Longer term solution

Model 9:
Transforming semi-formal sector institutions into formal sector institutions through gaining official license to provide financial services
Model 10:
Formalisation and integration of semi-formal sector institutions through merger or acquisition with/of semiformal sector institutions.

The key constraints to integrating the formal, semi-formal and informal markets for financial services are - an overall lack of confidence among all intermediaries, poor legal and regulatory systems, and problems in institutions that combine to undermine an environment for secured transactions.

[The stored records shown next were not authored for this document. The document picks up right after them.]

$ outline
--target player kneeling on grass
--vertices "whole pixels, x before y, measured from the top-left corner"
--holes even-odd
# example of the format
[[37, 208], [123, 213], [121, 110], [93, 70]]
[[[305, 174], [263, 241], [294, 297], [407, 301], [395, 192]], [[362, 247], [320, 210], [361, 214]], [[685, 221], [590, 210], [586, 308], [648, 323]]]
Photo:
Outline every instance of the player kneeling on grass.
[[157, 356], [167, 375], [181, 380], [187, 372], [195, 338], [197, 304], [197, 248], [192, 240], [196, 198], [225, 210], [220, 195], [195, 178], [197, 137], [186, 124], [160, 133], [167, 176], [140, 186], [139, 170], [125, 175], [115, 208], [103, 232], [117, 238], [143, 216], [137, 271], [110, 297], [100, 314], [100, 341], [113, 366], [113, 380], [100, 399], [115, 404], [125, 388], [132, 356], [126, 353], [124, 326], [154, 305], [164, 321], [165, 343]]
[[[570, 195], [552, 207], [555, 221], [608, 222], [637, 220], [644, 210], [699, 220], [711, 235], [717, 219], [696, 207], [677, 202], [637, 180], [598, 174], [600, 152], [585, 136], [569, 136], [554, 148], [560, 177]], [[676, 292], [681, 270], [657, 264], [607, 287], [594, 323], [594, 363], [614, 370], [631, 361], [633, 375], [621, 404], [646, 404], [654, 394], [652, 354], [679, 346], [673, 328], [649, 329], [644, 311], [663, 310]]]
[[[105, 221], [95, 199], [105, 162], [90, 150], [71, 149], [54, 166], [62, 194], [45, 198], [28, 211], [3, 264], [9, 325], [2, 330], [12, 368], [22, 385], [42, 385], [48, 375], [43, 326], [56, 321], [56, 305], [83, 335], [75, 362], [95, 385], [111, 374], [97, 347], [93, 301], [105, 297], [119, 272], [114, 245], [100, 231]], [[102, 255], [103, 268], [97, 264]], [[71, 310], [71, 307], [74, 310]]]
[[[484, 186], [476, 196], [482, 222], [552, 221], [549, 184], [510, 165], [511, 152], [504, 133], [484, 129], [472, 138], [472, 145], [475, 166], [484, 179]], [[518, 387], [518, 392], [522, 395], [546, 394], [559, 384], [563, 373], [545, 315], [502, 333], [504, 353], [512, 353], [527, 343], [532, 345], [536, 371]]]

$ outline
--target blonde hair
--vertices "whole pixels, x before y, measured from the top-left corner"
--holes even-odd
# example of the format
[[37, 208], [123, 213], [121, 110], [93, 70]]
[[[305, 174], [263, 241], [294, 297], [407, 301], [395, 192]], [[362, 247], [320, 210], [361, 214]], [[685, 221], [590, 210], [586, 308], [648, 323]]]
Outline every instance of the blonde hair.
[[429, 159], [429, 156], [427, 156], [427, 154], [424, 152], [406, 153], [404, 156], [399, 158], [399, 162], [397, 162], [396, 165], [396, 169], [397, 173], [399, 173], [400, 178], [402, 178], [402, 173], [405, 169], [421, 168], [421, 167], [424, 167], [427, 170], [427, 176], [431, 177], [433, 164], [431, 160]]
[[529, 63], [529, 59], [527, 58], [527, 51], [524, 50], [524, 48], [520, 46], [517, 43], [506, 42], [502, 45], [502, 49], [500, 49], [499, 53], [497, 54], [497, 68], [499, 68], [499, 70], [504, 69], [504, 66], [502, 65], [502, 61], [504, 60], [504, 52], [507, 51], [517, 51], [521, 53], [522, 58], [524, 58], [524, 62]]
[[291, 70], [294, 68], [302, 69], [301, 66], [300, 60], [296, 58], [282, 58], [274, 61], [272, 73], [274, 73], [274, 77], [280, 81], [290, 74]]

Lack of confidence remains the overarching constraint to secured transaction among the sectors offering financial services. This can be attributed to environmental, procedural and institutional deficiencies.

Procedural

  • Poor and inconsistant accounting procedures and standards used by the semi-formal sector institutions.
  • Poor reporting of actual financial performance by the semi-formal sector institutions.
Environmental
  • Quasi-legal mandate of the semi-formal sector institutions to provide financial services.
  • No legal uniform standards and guidelines for by the semi-formal sector institutions nor is there a framework to maintain compliance.
Institutional
  • Poor legal mechanism to enforce contracts
  • Lack of legal provision to create a range of security interest that go beyond immovable property as collateral.
  • High cost of screening and registering security interests.
  • Lack of understanding among formal financial sector institutions of the principles and potential institutional benefits of microfinance.

Agenda for Action

The experts made numerous recommendations, out of which seven were identified as most critical. These include:

  • Concerned parties should immediately initiate and establish a credit rating / information bureau to permit simple and accurate scoring of quality of chattel paper and accounts receivable; publicise repayment success and performance; register security interests where information on existing liens is easily available.
  • Initiate discussion and reach consensus between formal and semi-formal sector institutions on agreed standards of accounting, audit and of acceptable performance.
  • Reach agree on a list of reliable auditing firms to reduce the overall cost of screening and supervision of semi-formal sector institutions.
  • Undertake further research on institutional and environmental barriers to contribute to the discussion on areas of policy reform and options for reform.
  • Policy makers and researchers should undertake greater research on informal markets and their implication in developing financial services for the poor.
  • Enactment of laws that permit a wider range of security interests including a regulatory and enforcement framework that can inculcate confidence among market players.
  • Educate senior managers and Board of Directors of formal sector institutions on principles and performance of microfinance and the potential this sector offers.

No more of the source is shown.